After open high-energy lower extremity trauma, the relationship between the length of time elapsed before surgical debridement and the risk of infection is in proportion (25-26). Westgeest et al. (27) reported a late union rate of 17% in a prospective analysis of 736 open fractures. The current study also found a correlation between union time and injuries to soft tissues. According to our findings, the union time in group I (G-A subtype 3A) was shorter than that in group II (G-A subtype 3C). The Johner-Wruhs score (15) and the criteria set up in the study conducted by Prasad et al. (16) showed that the radiological results of patients who were assigned to group I (G-A subtype 3A) were considerably superior to those of patients who were assigned to groups II and III.
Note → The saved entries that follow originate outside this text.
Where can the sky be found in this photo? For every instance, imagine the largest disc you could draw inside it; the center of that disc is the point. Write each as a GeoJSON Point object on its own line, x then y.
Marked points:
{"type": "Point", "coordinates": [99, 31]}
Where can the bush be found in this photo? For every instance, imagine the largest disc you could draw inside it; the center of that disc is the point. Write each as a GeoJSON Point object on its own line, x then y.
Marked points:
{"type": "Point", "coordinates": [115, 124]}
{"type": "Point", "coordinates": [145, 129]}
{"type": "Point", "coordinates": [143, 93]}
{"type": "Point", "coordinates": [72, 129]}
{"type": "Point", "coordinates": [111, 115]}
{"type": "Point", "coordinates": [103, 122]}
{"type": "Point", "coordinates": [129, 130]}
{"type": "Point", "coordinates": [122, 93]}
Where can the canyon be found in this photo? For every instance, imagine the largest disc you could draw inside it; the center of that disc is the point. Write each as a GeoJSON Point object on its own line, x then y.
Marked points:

In the treatment of compound tibial diaphyseal fractures, Mangukiya et al. (28) reported that the AO monolateral fixator had superior functional and radiological outcomes compared with the extremity reconstruction system. Bayrak et al. (29) showed that I-EF results were more positive in a study in which they compared the Ilizarov external fixator and monolateral external fixator in comminuted tibia fractures resulting from gunshot injury. According to the findings of our research, group I (G-A subtype 3A) had superior coronal and sagittal alignment compared to group III (subtype 3C). The belief that we have is that the deterioration of bone tissue integrity that occurs in type 3C fractures is the cause of the increase in alignment issues. We found that the results worsened than the severity of the injury and the damage to the soft tissue increased. This study is in addition to studies that are currently unavailable. The present study has several limitations, such as its retrospective design, lack of randomization, and relatively small number of patients. When I-EF is used for the treatment of GA type 3 open tibial shaft fracture, the study has a long follow-up period and a cohort of patients. These are two positive aspects of the study. Another aspect of the study is that it demonstrates the application of I-EF as a permanent treatment for wounded patients who have open fractures of the tibia shaft at the time of injury.
CONCLUSION
In conclusion, although our findings were positive in the patients to whom we used the Ilizarov technique, we discovered that the clinical and radiological results were worse as the severity of the wound grew (G-A subtype A to C). This was the case even if our results were positive.
ETHICS
Ethics Committee Approval: Patients who underwent I-EF due to G-A type 3 tibial shaft fracture between January 2013 and December 2018 were retrospectively approved by Bakırkoy Dr. Sadi Konuk Egitim Ve Research Hospital Clinical Research Ethics Board (approval no: 2015/01/10, date: 04.01.2016).
Informed Consent: Since this study was a retrospective study, patient consent was not required.